We ended up doing a manual hotfix — patched the env var directly on the server, restarted the container, verified notifications were flowing. Six hours from deploy to resolution.

The Rebuild

The following week, I rewrote the entire pipeline. Not because anyone asked me to — because I couldn't sleep knowing it could happen again. Here's what changed:

• Image tagging: Every build tagged with git rev-parse --short HEAD. The :latest tag still exists but is an alias, never the only tag.
• Environment validation: A startup script that reads a .env.required manifest and fails loudly if any variable is missing or empty before the app boots.
• Deployment windows: A GitHub Actions check that fails the deploy job if the current time is Friday after 3 PM or Saturday/Sunday. Enforced, not advisory.
• Smoke tests post-deploy: After every deploy, a script hits 12 critical endpoints and checks response codes + response shape. If anything fails, auto-rollback triggers.
• Dead letter queues with alerts: Any queue failure now fires a PagerDuty alert within 60 seconds, not 2.5 hours.

jobs:
  check-deploy-window:
    runs-on: ubuntu-latest
    steps:
      - name: Enforce deployment window
        run: |
          DAY=$(date +%u)   # 1=Mon ... 7=Sun
          HOUR=$(date +%H)  # 00-23 UTC (adjust for your TZ)
          
          if [ "$DAY" -ge 5 ] && [ "$HOUR" -ge 10 ]; then
            echo "❌ Deploys blocked: Friday after 3 PM IST or weekend."
            echo "   Open a break-glass PR to override (requires 2 approvals)."
            exit 1
          fi
          echo "✅ Deploy window is open."

  deploy:
    needs: [check-deploy-window, test]
    runs-on: ubuntu-latest
    steps:
      - name: Build and tag image
        run: |
          SHA=$(git rev-parse --short HEAD)
          docker build -t myapp:$SHA -t myapp:latest .
          docker push myapp:$SHA
          docker push myapp:latest
          echo "IMAGE_TAG=$SHA" >> $GITHUB_ENV

      - name: Deploy
        run: ./scripts/deploy.sh ${{ env.IMAGE_TAG }}

      - name: Smoke test
        run: ./scripts/smoke-test.sh
        # On failure, this job fails and deploy.sh rollback hook fires

What I Learned That Couldn't Come From a Book

The Friday rule gets mocked. Engineers call it superstition. It isn't. It's a forcing function — it makes you ask "is this urgent enough to deploy right now, or can it wait until Monday?" Almost always, the answer is Monday. And if it genuinely can't wait, you have the break-glass process. You've made the risk explicit and required two people to agree on it.

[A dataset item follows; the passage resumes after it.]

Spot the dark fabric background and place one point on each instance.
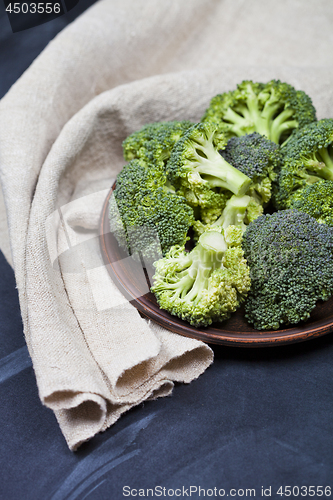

The silent failure pattern is the dangerous one. Noisy failures are healthy — they're feedback. Silent failures erode trust in your system and are three times harder to diagnose because by the time you find them, you've lost the causal proximity to the change that caused them.

And rollbacks are only real if you can execute them in under five minutes without consulting a runbook. If your rollback procedure requires careful thought, it will fail you under pressure.